Question

Graph of position of image versus position of point object from a convex lens is shown. Then, focal length of the lens is

A. $0.50 \pm 0.05{\text{ cm}}$
B. $5.00 \pm 0.05{\text{ cm}}$
C. $0.50 \pm 0.10{\text{ cm}}$
D. $5.00 \pm 0.10{\text{ cm}}$

Answer 1

Lens are the things which will allow the light to pass through them with convergence or divergence. Depending on whether the lens will converge or diverge the rays they are divided into convex and concave lenses. Their capacity of convergence or divergence is given by power of the lens. We have a lens equation to find out the position where the image is formed.

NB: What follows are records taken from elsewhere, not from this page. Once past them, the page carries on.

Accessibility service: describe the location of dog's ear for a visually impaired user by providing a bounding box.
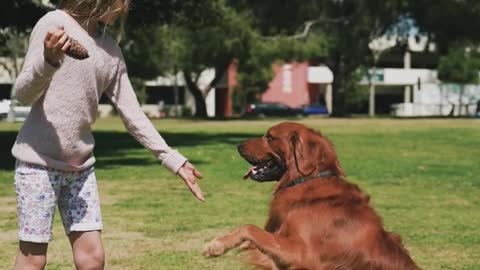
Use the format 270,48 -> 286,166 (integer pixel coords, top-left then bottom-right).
291,130 -> 345,176
290,131 -> 318,175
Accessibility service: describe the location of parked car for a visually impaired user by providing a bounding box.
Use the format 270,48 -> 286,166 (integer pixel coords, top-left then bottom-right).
243,102 -> 303,117
302,103 -> 328,115
0,99 -> 10,120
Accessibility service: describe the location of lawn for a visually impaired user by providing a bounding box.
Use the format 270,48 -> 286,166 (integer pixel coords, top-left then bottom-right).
0,118 -> 480,270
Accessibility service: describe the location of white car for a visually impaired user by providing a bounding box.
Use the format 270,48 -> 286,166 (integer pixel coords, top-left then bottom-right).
0,99 -> 11,119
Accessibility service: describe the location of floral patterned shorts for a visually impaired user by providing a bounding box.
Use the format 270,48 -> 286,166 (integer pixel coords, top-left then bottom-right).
15,160 -> 102,243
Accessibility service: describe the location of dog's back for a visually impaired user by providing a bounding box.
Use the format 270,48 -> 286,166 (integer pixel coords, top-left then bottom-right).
249,177 -> 419,270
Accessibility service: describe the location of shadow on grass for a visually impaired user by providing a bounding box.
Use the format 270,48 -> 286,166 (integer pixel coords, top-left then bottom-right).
0,131 -> 253,170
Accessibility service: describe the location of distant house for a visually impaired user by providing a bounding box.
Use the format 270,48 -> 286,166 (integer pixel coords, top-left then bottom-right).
249,34 -> 480,117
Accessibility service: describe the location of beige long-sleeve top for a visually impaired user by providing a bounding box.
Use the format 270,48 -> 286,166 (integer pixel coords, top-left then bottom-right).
12,10 -> 186,173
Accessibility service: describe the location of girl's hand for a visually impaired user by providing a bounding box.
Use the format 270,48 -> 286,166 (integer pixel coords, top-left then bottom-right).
177,161 -> 205,202
43,26 -> 70,67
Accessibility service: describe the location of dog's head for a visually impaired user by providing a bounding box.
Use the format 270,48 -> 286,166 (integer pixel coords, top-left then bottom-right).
238,122 -> 344,182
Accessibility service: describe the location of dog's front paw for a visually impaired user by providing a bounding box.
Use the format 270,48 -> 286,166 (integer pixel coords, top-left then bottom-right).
203,240 -> 225,257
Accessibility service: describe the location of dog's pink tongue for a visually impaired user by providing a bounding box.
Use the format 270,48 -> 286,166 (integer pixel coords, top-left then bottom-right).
243,166 -> 257,179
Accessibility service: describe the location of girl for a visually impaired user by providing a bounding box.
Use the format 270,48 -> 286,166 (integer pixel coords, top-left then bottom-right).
12,0 -> 204,270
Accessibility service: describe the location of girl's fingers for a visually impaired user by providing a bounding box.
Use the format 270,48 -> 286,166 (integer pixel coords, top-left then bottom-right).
189,184 -> 205,202
48,30 -> 65,47
62,39 -> 71,52
193,168 -> 203,179
55,34 -> 68,49
45,31 -> 53,42
55,34 -> 68,49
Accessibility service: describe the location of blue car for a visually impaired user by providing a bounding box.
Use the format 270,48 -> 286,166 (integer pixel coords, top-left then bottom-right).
302,104 -> 328,115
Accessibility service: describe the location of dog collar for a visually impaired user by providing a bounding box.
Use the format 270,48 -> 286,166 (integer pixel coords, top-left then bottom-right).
283,171 -> 335,189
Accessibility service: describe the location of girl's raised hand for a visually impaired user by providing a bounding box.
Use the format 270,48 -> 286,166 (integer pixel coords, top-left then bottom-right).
177,161 -> 205,202
43,26 -> 70,67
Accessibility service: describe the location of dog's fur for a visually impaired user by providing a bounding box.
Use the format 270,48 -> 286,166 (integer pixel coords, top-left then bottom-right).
204,122 -> 419,270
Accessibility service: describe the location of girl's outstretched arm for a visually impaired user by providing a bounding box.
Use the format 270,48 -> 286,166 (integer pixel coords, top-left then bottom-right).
106,57 -> 204,201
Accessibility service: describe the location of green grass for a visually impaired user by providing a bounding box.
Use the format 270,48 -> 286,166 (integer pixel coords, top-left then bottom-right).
0,118 -> 480,270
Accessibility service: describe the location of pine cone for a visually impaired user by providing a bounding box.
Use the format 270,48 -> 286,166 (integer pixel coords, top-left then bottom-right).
65,38 -> 89,60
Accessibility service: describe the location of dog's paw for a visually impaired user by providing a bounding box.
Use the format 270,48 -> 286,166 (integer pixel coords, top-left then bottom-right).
238,240 -> 253,250
203,240 -> 225,257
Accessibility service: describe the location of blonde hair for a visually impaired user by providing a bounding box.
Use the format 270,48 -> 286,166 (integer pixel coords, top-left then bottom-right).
59,0 -> 131,41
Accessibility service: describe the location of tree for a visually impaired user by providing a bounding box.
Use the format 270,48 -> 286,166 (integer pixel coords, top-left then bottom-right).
125,0 -> 258,117
408,0 -> 480,55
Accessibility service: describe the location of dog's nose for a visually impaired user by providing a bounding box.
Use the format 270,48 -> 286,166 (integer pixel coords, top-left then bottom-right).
237,144 -> 243,152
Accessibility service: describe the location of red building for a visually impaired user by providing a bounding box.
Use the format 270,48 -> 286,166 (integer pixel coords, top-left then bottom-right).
261,62 -> 333,111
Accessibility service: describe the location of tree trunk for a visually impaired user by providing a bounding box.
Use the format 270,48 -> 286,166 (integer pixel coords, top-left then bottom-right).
331,52 -> 351,117
183,70 -> 208,118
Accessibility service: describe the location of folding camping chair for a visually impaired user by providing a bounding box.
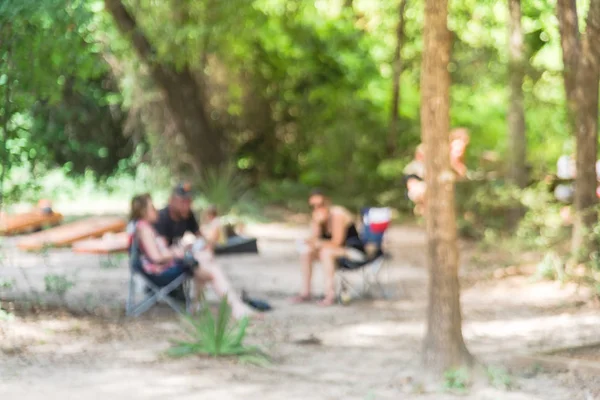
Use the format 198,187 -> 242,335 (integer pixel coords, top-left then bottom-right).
337,208 -> 391,303
125,230 -> 193,317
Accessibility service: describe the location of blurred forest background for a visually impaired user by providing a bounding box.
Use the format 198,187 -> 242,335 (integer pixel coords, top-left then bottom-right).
0,0 -> 588,246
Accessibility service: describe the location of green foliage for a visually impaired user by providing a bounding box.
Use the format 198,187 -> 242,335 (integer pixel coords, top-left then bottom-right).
0,279 -> 15,289
0,302 -> 15,321
197,164 -> 256,214
168,296 -> 266,361
444,368 -> 471,392
0,0 -> 570,212
535,251 -> 565,280
44,274 -> 75,298
516,183 -> 569,250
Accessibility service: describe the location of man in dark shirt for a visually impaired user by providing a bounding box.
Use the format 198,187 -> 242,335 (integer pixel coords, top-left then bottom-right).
154,183 -> 201,246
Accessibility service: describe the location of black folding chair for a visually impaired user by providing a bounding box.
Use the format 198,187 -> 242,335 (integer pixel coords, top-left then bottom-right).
337,208 -> 391,303
125,227 -> 193,317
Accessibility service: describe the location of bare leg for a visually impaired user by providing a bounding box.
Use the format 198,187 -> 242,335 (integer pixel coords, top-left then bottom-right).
319,247 -> 344,306
292,250 -> 316,303
195,252 -> 254,319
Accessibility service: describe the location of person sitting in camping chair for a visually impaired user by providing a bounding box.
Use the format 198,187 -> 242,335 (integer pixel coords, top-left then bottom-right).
292,190 -> 367,306
200,206 -> 229,252
131,194 -> 254,318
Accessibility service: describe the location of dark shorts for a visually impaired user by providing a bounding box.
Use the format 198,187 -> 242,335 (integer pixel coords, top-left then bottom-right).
146,262 -> 190,287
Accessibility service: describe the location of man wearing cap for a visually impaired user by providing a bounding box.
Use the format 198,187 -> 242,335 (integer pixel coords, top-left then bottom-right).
155,183 -> 202,246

Formula used: $\dfrac{1}{v} - \dfrac{1}{u} = \dfrac{1}{f}$

Complete step by step answer:
When an object is placed in front of the lens the rays from the object passes through the lens and suffers refraction and image is formed. The position where image forms and the nature of the image formed depends upon the type of lens we use.
Various positions of placing an object in front of a convex lens gives us various positions of images.
If an object is placed between the pole and focus of the convex lens then image will be formed on the same side of the lens. That image formed can be enlarged and virtual and erect and on the other side.
Now if we place an object between focus and center then the image is formed away from the center and the image will be real and inverted. The size of the image will be bigger than an object.
For concave lenses there is always a diminished virtual image formed on the same side of the lens.
Applying lens equation for convex lens
$\dfrac{1}{v} - \dfrac{1}{u} = \dfrac{1}{f}$
Where ‘u’ is object distance and ‘v’ is the image distance and ‘f’ is focal length

From the above diagram it is clearly evident that if u=-10cm the v is 10cm.
$\dfrac{1}{v} - \dfrac{1}{u} = \dfrac{1}{f}$
\eqalign{ & \Rightarrow \dfrac{1}{{10}} - \dfrac{1}{{( - 10)}} = \dfrac{1}{f} \cr & \Rightarrow \dfrac{2}{{10}} = \dfrac{1}{f} \cr & \Rightarrow \dfrac{1}{5} = \dfrac{1}{f} \cr & \therefore f = 5cm \cr}
The least count of the measurement scale in the above graph will be 0.1 cm, as between 30 and 31 cm there will be 10 divisions and the least value can be measured is 0.1cm.
From the lens equation if we differentiate we will get
\eqalign{ & \dfrac{1}{v} - \dfrac{1}{u} = \dfrac{1}{f} \cr & \Rightarrow \dfrac{{\Delta f}}{{{f^2}}} = \dfrac{{\Delta u}}{{{u^2}}} + \dfrac{{\Delta v}}{{{v^2}}} \cr & \Rightarrow \dfrac{{\Delta f}}{{{f^2}}} = \dfrac{{0.1}}{{100}} + \dfrac{{0.1}}{{100}} \cr & \Rightarrow \Delta f = \left( {\dfrac{{0.1}}{{100}} + \dfrac{{0.1}}{{100}}} \right) \times 25 \cr & \therefore \Delta f = 0.05cm \cr}
So the focal length will be $f \pm \Delta f = 5.00 \pm 0.05{\text{ cm}}$

So, the correct answer is “Option B”.

Note: Concave mirror can be analogous to convex lens. All the properties of image formed by the concave mirror will be possessed by the image formed due to convex lens. The only difference between the two images will be the side where images are formed. If images are formed on the object side in a concave mirror then images will be formed on the other side of the convex lens. Rest everything will be the same for the same position of objects in both the cases. Same can be applied for convex mirrors and concave lenses.